BUT SURELY, TURKEY ISN’T SAFE, IS IT?

The EU regards Turkey as vital to resolving a migrant conundrum that has raised troubling questions about solidarity and refugee burden-sharing; issues that are undermining the future of the entire European project. Even a string of extremist attacks in Turkey, including the weekend suicide car-bombing in Ankara which killed at least 37 people, is unlikely to have any impact on these EU-Turkey talks. Greece and Germany consider Turkey to be a safe destination for migrants, and they are not alone. Other nations remain to be convinced because significant numbers of Turkish citizens are granted asylum in Europe each year, and no EU-wide readmission agreement with Turkey exists yet. If Turkey is officially deemed a safe country, potential asylum seekers in Greece could told to apply in Turkey.

HOW COULD THE DEAL ATTRACT MORE MIGRANTS TO TURKEY?

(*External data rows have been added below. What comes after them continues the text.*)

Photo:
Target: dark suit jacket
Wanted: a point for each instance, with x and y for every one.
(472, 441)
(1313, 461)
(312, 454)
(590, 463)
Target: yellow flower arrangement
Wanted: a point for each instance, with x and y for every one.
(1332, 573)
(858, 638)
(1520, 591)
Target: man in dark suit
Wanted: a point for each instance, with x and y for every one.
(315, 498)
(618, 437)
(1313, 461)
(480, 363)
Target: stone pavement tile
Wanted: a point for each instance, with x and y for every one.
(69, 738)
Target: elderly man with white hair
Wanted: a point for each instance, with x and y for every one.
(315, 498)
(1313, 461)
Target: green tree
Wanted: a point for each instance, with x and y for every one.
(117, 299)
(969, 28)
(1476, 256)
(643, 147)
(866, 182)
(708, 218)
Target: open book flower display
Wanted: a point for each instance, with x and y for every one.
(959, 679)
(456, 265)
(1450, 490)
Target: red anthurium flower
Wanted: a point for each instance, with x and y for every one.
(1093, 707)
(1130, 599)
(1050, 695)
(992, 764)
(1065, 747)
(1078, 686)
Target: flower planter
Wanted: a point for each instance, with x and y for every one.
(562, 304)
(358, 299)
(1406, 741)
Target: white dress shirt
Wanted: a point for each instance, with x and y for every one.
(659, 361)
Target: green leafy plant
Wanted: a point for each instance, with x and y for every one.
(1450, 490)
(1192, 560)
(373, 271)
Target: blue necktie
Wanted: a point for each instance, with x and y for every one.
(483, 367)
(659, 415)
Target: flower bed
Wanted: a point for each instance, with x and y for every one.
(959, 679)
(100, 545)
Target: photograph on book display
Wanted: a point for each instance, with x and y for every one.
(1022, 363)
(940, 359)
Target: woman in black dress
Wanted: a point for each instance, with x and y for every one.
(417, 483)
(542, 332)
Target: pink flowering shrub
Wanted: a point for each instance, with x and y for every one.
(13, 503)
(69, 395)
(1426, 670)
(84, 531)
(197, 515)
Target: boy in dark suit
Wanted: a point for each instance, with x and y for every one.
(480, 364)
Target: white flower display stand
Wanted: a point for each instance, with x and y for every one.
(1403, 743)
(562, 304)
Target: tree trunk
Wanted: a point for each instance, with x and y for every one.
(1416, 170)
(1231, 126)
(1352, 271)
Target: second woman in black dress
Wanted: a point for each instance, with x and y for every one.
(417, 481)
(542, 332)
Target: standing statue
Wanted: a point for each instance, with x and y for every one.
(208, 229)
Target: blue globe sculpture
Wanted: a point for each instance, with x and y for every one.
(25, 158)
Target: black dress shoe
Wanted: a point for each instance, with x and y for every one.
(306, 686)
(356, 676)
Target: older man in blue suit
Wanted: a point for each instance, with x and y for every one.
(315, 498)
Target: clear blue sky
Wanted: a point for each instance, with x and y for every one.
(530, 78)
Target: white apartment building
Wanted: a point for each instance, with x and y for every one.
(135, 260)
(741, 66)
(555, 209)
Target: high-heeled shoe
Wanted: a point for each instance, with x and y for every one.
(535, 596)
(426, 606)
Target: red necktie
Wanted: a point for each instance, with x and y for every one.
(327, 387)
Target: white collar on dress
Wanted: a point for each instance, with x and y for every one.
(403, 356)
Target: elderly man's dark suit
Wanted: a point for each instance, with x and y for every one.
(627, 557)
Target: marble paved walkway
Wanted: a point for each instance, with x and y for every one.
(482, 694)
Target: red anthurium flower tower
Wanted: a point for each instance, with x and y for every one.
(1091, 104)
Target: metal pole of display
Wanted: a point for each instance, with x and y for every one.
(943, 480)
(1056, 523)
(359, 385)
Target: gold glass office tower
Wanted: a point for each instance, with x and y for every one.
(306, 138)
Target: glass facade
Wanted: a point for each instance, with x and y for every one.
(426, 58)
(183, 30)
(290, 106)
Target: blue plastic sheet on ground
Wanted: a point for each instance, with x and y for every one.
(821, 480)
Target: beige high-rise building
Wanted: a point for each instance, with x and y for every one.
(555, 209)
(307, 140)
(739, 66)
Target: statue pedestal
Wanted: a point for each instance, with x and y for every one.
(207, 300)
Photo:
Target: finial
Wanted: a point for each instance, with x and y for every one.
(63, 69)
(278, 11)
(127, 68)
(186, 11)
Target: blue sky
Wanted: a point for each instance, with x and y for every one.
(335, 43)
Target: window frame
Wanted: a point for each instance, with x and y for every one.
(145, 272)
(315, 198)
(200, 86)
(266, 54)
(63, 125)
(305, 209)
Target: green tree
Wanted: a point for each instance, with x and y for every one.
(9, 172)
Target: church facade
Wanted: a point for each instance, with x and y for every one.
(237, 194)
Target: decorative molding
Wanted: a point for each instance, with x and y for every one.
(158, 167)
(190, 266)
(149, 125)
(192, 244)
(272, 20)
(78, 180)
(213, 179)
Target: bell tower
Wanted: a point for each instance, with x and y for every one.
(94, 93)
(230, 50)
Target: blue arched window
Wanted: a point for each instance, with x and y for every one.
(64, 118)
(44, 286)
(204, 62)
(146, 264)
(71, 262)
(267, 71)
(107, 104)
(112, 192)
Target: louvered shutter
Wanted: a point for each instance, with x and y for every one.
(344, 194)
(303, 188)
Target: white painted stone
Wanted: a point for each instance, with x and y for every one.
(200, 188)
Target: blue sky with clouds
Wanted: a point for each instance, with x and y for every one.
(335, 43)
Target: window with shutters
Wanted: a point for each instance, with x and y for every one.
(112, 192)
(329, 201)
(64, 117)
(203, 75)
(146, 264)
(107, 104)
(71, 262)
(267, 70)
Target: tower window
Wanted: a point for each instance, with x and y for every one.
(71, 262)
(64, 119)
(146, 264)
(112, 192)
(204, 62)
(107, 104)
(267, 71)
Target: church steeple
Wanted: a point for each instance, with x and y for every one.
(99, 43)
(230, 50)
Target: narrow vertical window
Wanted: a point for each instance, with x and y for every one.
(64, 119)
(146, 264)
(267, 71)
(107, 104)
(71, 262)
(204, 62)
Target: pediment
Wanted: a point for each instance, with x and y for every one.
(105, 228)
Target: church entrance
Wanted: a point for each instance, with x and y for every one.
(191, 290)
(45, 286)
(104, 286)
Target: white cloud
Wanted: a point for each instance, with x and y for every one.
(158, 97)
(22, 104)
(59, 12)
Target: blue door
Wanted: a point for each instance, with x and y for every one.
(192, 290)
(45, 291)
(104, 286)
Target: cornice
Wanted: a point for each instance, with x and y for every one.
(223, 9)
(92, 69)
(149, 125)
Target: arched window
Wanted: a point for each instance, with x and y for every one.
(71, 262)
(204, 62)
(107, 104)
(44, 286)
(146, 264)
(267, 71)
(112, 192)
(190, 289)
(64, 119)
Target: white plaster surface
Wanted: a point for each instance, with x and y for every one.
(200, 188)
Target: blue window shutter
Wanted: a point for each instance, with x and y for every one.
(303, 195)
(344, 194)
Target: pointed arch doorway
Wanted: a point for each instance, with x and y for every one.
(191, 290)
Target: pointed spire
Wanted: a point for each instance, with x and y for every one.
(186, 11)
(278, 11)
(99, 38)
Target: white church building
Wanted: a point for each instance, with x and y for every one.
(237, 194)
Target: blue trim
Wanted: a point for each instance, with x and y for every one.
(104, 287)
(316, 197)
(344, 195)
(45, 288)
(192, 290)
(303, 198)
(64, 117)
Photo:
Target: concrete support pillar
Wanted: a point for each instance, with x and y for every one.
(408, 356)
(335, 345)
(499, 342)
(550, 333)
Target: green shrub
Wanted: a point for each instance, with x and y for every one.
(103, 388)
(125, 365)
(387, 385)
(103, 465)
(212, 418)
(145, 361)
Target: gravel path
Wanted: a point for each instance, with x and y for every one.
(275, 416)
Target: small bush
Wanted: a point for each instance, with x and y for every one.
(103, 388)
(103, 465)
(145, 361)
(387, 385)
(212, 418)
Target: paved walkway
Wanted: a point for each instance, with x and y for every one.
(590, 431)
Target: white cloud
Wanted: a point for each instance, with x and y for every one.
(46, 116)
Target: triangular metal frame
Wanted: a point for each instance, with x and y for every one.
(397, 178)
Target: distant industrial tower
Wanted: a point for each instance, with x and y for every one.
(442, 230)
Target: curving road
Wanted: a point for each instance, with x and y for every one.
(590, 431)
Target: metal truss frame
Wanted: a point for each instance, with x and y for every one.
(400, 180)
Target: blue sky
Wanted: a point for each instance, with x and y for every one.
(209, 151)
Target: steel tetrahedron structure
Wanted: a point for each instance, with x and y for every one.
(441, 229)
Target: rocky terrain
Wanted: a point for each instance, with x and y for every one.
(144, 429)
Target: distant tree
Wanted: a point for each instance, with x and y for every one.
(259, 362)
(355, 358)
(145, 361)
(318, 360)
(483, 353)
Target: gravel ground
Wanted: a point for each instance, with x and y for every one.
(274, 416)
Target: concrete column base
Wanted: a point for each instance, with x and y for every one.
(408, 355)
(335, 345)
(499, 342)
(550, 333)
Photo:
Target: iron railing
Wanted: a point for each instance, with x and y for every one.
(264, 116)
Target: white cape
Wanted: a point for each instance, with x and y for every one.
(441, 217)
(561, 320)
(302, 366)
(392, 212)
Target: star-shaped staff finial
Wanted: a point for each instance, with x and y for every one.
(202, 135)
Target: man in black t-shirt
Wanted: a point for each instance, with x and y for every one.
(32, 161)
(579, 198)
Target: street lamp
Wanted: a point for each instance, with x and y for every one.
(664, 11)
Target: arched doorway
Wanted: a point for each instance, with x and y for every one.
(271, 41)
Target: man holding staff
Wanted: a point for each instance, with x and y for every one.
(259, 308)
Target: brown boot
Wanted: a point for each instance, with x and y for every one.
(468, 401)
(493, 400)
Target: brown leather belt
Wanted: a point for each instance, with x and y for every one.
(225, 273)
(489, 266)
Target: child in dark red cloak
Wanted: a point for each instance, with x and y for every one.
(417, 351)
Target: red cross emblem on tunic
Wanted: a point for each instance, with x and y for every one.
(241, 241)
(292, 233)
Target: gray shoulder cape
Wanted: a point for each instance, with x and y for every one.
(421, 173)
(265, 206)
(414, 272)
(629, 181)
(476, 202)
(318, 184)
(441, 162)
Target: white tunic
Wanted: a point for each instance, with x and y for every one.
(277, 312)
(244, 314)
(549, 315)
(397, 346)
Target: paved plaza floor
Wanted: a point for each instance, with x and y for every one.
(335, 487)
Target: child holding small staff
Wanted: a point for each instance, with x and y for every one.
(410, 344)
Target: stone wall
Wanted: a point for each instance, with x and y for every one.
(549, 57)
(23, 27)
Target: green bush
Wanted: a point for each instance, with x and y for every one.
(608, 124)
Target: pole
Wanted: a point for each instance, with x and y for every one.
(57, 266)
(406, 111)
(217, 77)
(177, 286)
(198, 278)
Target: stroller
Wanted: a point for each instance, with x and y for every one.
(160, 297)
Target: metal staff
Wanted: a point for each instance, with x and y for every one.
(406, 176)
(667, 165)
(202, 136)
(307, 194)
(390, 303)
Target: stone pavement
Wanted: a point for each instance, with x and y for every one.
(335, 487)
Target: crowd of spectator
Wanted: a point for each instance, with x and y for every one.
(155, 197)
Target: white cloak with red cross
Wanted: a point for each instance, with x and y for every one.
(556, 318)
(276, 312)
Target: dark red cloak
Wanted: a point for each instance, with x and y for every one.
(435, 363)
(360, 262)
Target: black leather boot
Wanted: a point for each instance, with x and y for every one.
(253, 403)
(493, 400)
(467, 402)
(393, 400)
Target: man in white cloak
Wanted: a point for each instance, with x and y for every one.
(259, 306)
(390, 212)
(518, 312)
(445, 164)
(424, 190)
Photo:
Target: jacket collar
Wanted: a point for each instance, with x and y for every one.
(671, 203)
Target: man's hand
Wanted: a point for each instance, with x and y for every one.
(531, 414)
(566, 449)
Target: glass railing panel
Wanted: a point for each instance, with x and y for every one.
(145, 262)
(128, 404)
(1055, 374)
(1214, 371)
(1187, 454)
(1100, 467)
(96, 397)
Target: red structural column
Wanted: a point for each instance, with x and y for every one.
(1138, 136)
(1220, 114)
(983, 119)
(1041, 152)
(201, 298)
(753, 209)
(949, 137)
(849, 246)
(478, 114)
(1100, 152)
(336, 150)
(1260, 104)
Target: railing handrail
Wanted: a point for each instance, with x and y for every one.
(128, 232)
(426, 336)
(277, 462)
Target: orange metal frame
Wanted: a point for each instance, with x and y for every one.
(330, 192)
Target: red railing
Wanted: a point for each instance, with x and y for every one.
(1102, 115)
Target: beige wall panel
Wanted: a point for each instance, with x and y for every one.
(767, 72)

EU officials are wary that the agreement might further destabilize the fragile Middle East. Lebanon and Jordan are home to more than 2 million Syrian refugees, and people in those countries could try to flee to Turkey if they believe it could boost their chances of finding homes in Europe. It’s worth noting that Jordan’s King Abdullah II arrives in Brussels for a two-day visit on the eve of the EU-Turkey talks.